A Fire Brigade Union (FBU) leader was warned that his boss would “come for him” due to his pro-Brexit views just months before he was booted out of the organisation, a tribunal has heard.

Paul Embery, who is suing the union over claims of unfair dismissal and direct discrimination for his political beliefs, says he was subject to an “appalling witch hunt” based on “a blatant dig for dirt” before being sacked for “trumped up” charges.

Embery says he was thrown out of the FBU after 11 years due to his vocal support for Britain’s withdrawal from the European Union, after addressing a Leave Means Leave rally in London with Brexit Party leaders Nigel Farage and Richard Tice in March 2019.

The firefighter and lifelong Labour Party activist argues that the justifications given for his dismissal were “contrived, unprecedented, and perverse” and was actually down to his “pro-Brexit views and activity.” he argues that the “leadership’s resentment” of his prominent position as a supporter of the Leave campaign is also to blame. 

The FBU claims that Embery was not employed by them but by the London Fire Brigade (LFB) and, despite the union’s professed dedication to freedom of expression, accused him of breaching the union’s rules by sharing a platform with right-wing politicians and undermining the FBU in his speech.

In 2018, his relationship with Matt Wrack, the FBU general secretary, began to deteriorate, he said.

Embery said Wrack, who Embery claims has a “Trotskyist background,” considered campaigning with political opponents “as something akin to collaborating with an enemy” and “a form of treachery.”

During an exchange between the two in January 2019, Wrack accused Embery of “emboldening the far-right,” the hearing heard.

Assistant General Secretary Andy Dark later messaged Embery with a caution that Wrack “is looking for things to be angry about…He will come again, and soon…Think you should have the heads up.”

“Rather ominously, he added: ‘Bottom line, he is fixated on you…You need to be aware,” Embery said in his witness statement.

“I interpreted all of this as a very clear warning that I was under the microscope and may soon be targeted.”

Embery added that the messages later “proved accurate.”

​The talk Embery gave in Parliament Square happened on the same day the UK was originally set to leave the EU –  in his speech he accused the leaders of the Labour movement of siding with the political “establishment” line over working people by trying to stifle Brexit.

Before taking to the stage, he received a text from FBU President Ian Murray warning him that speaking alongside Farage would break union rules.

Following the event, Wrack gave a statement referring to Embery “and others from the political left who had spoken at the rally as a ‘disgrace to the traditions of the labour movement.’”

He said he was aware his “card [was] marked” from this point.

Thirteen days after the speech, he was informed he was being investigated after a complaint was made by Wrack regarding his behaviour.

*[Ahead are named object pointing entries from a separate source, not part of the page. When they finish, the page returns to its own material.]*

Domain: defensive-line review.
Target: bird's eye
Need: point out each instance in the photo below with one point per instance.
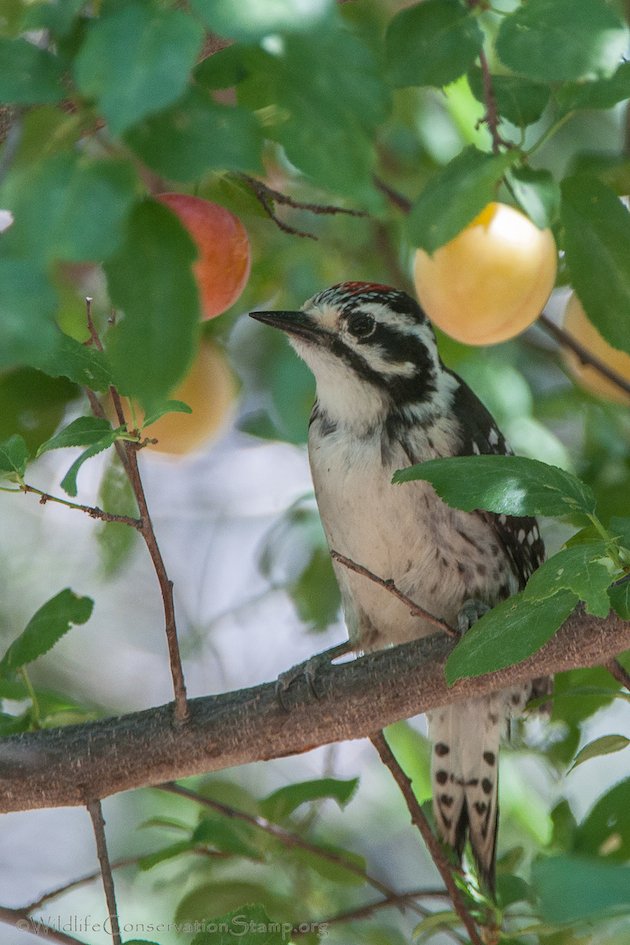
(361, 325)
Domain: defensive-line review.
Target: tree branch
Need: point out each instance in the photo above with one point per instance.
(128, 453)
(92, 510)
(565, 340)
(95, 811)
(69, 766)
(286, 837)
(22, 920)
(388, 585)
(432, 843)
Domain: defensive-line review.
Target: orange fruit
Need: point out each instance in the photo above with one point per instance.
(492, 280)
(577, 324)
(209, 389)
(224, 261)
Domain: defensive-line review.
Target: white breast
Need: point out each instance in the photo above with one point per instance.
(404, 532)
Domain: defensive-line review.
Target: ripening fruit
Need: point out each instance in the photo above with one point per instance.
(210, 389)
(579, 327)
(224, 261)
(492, 280)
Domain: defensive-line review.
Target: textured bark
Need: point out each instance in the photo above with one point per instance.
(70, 766)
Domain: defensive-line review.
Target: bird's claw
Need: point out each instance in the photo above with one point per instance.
(310, 670)
(470, 612)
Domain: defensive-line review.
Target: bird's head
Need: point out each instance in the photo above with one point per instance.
(367, 344)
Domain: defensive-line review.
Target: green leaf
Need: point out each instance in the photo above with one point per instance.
(281, 803)
(434, 922)
(251, 19)
(196, 135)
(115, 539)
(511, 889)
(509, 633)
(537, 193)
(584, 569)
(619, 596)
(169, 406)
(28, 75)
(606, 745)
(345, 869)
(605, 831)
(27, 308)
(84, 431)
(69, 207)
(604, 93)
(597, 244)
(535, 41)
(59, 18)
(413, 753)
(318, 111)
(224, 896)
(507, 485)
(150, 279)
(564, 826)
(165, 853)
(69, 481)
(619, 526)
(45, 628)
(518, 100)
(455, 196)
(69, 358)
(316, 593)
(218, 833)
(432, 43)
(572, 889)
(14, 456)
(249, 925)
(580, 693)
(136, 59)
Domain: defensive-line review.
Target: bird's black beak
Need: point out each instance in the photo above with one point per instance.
(294, 323)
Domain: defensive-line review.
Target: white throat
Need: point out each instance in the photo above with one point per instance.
(346, 399)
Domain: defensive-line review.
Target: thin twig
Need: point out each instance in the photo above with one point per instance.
(586, 357)
(286, 837)
(267, 195)
(166, 586)
(128, 452)
(37, 904)
(621, 674)
(319, 208)
(22, 921)
(399, 900)
(388, 584)
(95, 811)
(397, 199)
(92, 510)
(432, 843)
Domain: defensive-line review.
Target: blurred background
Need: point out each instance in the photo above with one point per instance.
(237, 525)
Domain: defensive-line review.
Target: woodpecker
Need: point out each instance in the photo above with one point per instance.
(385, 400)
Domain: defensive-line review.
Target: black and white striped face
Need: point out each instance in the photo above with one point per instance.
(364, 342)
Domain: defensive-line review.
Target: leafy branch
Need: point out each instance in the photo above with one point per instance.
(239, 727)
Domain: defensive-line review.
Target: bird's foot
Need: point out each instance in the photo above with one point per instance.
(471, 611)
(310, 670)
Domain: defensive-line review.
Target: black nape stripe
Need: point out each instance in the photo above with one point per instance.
(394, 347)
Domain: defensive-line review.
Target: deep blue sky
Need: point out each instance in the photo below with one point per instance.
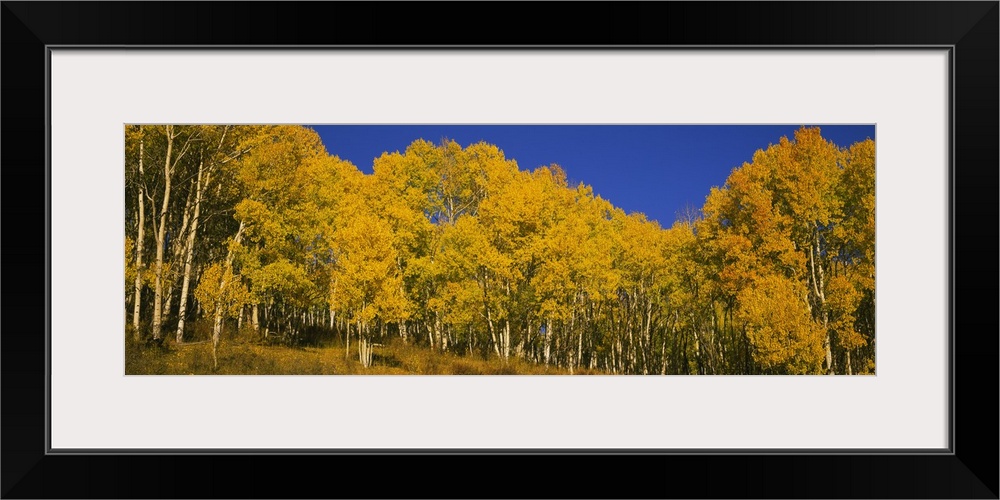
(654, 169)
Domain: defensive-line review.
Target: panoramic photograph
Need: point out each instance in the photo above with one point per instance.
(499, 249)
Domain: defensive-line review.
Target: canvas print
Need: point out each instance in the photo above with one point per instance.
(499, 249)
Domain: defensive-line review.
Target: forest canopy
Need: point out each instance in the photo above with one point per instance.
(258, 234)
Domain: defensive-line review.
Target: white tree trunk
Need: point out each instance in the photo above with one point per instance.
(161, 234)
(219, 306)
(138, 247)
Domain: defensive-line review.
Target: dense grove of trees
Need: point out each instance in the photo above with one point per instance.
(458, 249)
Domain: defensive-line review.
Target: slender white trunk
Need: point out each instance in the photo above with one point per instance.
(138, 247)
(189, 257)
(219, 306)
(548, 340)
(161, 234)
(255, 318)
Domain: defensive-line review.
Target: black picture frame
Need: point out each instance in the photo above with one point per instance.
(970, 29)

Embery had six allegations levelled against him. He was found to have undermined the FBU by criticising the leaders of the Labour movement as he did not say his union, which supported a Remain position, was exempt from the criticism.

Embery was dismissed from his position and has been barred from standing for office in the union for two years. His appeal against his removal was rejected.

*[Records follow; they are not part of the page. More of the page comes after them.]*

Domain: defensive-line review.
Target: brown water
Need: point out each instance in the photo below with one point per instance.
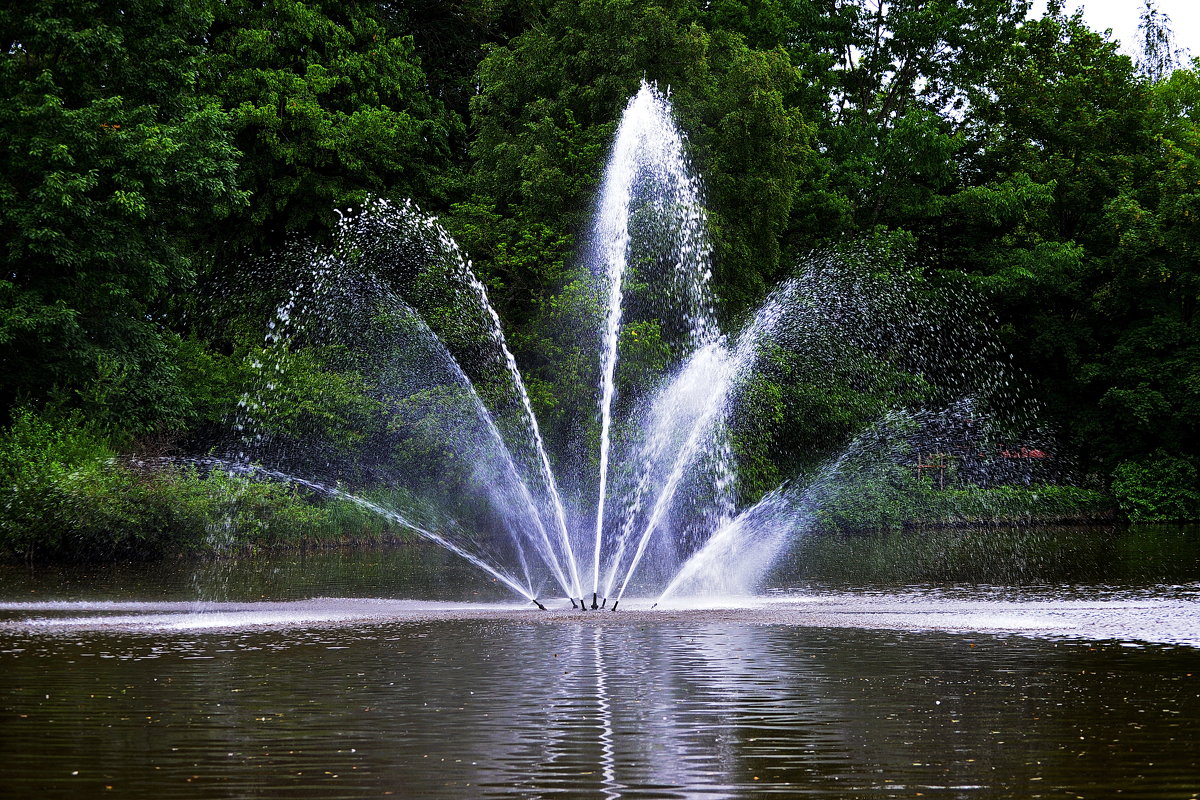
(129, 683)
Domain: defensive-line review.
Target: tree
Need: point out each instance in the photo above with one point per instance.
(1159, 54)
(114, 164)
(328, 107)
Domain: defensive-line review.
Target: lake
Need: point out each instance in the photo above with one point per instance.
(1033, 663)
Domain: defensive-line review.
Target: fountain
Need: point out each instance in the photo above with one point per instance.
(450, 449)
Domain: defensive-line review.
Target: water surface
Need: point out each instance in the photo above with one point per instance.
(832, 686)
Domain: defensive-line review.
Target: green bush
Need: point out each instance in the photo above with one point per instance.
(1158, 488)
(67, 495)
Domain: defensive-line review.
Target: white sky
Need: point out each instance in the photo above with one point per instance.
(1122, 17)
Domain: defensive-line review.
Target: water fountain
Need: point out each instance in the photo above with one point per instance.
(451, 447)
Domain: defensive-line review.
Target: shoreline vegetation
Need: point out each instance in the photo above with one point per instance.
(70, 498)
(168, 158)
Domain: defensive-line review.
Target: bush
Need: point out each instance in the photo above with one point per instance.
(1158, 488)
(67, 495)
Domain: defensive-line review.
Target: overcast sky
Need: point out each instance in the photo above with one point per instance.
(1122, 17)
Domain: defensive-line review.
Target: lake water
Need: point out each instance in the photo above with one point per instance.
(1041, 663)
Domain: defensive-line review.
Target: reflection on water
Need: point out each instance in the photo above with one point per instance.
(373, 703)
(472, 708)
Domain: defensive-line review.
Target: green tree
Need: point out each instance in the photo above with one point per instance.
(329, 106)
(113, 166)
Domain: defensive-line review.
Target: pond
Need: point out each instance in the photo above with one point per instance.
(1031, 663)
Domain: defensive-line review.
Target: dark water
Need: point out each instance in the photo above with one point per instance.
(469, 708)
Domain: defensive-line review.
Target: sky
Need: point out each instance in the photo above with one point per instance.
(1122, 17)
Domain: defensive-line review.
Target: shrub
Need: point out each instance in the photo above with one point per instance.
(1158, 488)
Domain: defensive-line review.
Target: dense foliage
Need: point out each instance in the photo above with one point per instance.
(156, 151)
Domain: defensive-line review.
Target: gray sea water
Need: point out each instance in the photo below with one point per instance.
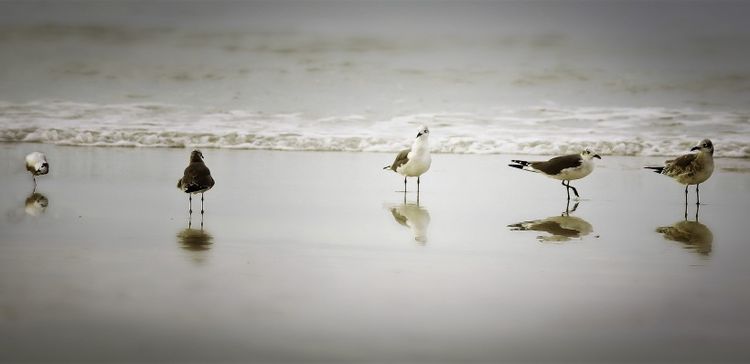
(625, 78)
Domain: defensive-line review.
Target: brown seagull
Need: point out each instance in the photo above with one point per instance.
(196, 179)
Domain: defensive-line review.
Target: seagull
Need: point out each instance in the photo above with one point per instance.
(36, 164)
(691, 169)
(414, 217)
(565, 168)
(416, 161)
(196, 179)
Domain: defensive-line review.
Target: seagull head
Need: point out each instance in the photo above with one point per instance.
(43, 167)
(704, 146)
(196, 156)
(588, 154)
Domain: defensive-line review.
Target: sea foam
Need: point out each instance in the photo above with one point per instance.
(540, 131)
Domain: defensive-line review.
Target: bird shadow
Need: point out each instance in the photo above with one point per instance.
(36, 204)
(559, 228)
(197, 241)
(694, 235)
(413, 216)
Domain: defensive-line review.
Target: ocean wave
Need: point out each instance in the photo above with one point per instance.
(538, 131)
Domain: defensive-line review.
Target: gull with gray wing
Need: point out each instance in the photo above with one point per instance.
(690, 169)
(37, 165)
(566, 168)
(415, 161)
(196, 178)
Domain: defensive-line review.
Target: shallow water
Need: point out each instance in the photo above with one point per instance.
(314, 256)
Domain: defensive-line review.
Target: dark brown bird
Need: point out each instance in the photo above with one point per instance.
(196, 179)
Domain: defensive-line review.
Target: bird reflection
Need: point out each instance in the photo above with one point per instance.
(36, 204)
(696, 236)
(560, 228)
(195, 240)
(413, 216)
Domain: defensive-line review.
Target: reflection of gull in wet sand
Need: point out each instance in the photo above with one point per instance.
(414, 217)
(36, 204)
(561, 228)
(37, 165)
(693, 234)
(195, 239)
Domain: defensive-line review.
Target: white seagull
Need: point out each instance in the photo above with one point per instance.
(566, 168)
(37, 165)
(416, 161)
(691, 169)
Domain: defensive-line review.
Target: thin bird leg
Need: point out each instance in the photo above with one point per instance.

​He called the dismissal “spurious, dishonest, and a cover for the true reason,” and says the real reason was his support for “Britain’s secession from the EU and my increasing public profile in that national debate.”

Initially, his public campaigning for Brexit had not been called into question as the union traditionally respected freedom of speech, he claims.

Embery joined the fire brigade in 1997 and was elected the FBU’s executive council member for London in May 2017, which saw his union salary rise to £7,025 and the FBU reimbursing the LFB, of which he remains a member.

As a lifelong Labour member, Embery adopted the minority position among party supporters to back a withdrawal from the EU, claiming to follow the tradition of Eurosceptic leftists such as Tony Benn and Barbara Castle, opposing the EU as an undemocratic and anti-socialist bloc.

Earlier this year, Embery published a book – Despised: Why the Modern Left Loathes the Working Class – a critique of the British Labour movement’s shift away from its traditional support base and its adoption of a more cosmopolitan outlook.